Cuando las ruedas giran al ser arrastradas, el motor eléctrico actúa de manera inversa como un generador, produciendo energía electromagnética de forma ininterrumpida.
Si el vehículo se encuentra apagado o su electrónica de potencia no está operativa para gestionar ese flujo eléctrico, la corriente generada no tiene hacia dónde dirigirse. El resultado es un sobrecalentamiento extremo por fricción e inducción que puede freír los inversores, destruir el estátor o, en el peor de los casos, causar un cortocircuito grave en la batería de alto voltaje.
Por ello, las recomendaciones de los fabricantes coinciden en prohibir el remolque convencional con dos ruedas en el suelo.
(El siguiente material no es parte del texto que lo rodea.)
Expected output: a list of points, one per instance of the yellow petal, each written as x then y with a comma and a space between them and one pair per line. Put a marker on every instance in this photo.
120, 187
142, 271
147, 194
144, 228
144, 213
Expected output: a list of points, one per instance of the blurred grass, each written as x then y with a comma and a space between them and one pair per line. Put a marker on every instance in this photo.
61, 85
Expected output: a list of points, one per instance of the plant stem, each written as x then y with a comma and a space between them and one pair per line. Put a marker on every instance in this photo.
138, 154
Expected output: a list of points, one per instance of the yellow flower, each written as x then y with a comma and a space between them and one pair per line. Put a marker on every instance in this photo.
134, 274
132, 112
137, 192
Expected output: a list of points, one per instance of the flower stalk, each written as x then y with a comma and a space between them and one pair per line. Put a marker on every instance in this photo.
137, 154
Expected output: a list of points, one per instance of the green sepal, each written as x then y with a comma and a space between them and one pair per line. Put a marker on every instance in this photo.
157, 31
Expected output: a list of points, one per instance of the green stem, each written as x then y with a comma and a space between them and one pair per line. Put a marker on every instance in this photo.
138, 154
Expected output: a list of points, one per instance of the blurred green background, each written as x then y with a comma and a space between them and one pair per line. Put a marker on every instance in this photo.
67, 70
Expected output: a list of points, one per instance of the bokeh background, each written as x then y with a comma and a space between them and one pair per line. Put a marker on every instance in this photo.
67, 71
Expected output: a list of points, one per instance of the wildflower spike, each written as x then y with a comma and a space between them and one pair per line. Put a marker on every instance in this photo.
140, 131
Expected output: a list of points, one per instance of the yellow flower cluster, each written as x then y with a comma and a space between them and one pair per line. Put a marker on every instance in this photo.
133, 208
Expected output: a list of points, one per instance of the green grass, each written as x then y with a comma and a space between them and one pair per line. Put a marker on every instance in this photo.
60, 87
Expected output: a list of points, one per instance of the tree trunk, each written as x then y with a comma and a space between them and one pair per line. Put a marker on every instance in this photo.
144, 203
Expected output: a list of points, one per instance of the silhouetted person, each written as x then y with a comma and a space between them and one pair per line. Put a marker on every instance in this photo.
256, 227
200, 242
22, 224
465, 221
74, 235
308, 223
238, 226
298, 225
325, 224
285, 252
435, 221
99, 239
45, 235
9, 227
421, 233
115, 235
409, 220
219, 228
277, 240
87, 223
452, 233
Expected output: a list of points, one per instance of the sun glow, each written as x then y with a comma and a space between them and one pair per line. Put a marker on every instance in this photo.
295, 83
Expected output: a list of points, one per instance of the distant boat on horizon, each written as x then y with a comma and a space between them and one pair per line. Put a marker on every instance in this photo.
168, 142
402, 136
Hoja de rescate: el pasaporte de seguridad del coche eléctrico
En situaciones de emergencia más severas, como un accidente de tráfico, entra en juego un documento vital: la hoja de rescate. Se trata de un esquema estándar en formato A4 que resume la estructura técnica del automóvil para guiar a los servicios de bomberos y emergencias.
En los vehículos eléctricos, este mapa especifica la ubicación exacta de los cables de alta tensión (identificables por su color naranja), los módulos de baterías, la pirotecnia de los airbags y, muy especialmente, los puntos de desconexión manual de la batería de tracción.
Disponer de esta hoja impresa en el parasol del conductor facilita la labor de los bomberos para neutralizar el sistema eléctrico en segundos, reduciendo a cero el riesgo de descargas de alto voltaje durante una excarcelación.

Batería agotada y desbloqueo: ¿tienen todos ‘modo remolque’?
Quedarse sin carga de batería en plena vía pública genera un bloqueo técnico muy particular. Así, cuando la batería de tracción se agota por completo, la batería auxiliar de 12 voltios (encargada de alimentar la pantalla, los cierres y la palanca de cambios) termina por descargarse poco después.
Esto provoca que la transmisión se bloquee automáticamente en posición Park (P) y que el freno de mano eléctrico quede echado, imposibilitando incluso empujar el vehículo unos metros.
Para solventar este problema, no todos los modelos ofrecen las mismas soluciones:
- Activación del modo remolque: algunos modelos integran en su menú táctil un ‘Modo Transporte’ o ‘Modo Remolque’ que libera los frenos y coloca la transmisión en punto muerto (Neutral).
- Ausencia de modo neutral sin energía: si el coche se ha quedado completamente ‘muerto’ sin corriente de 12V, resulta imposible acceder a la pantalla para liberar las ruedas.
- Uso de patines de arrastre: los operarios de la grúa deben recurrir a carritos auxiliares (dollys) o tablas de deslizamiento bajo los neumáticos para elevar las ruedas motrices y deslizar el vehículo sobre la plataforma sin que la transmisión sufra rozamiento.

El protocolo adecuado garantiza la vida útil del vehículo
Tratar a un coche eléctrico como un modelo convencional durante una avería es un error que la mecánica no perdona. La correcta comunicación con la empresa de asistencia, la verificación de que el traslado se realiza sobre una plataforma plana y el conocimiento de las funciones de emergencia del propio coche son los tres pilares para evitar que un simple imprevisto termine en una costosa reparación en el taller.
Asimismo, es fundamental que el conductor consulte previamente el manual de usuario de su vehículo para familiarizarse con los procedimientos de desbloqueo manual antes de que ocurra una incidencia. La anticipación y el conocimiento de la tecnología eléctrica evitan maniobras improvisadas en la calzada, garantizando que el proceso de rescate sea rápido, seguro y sin consecuencias para la salud financiera del propietario.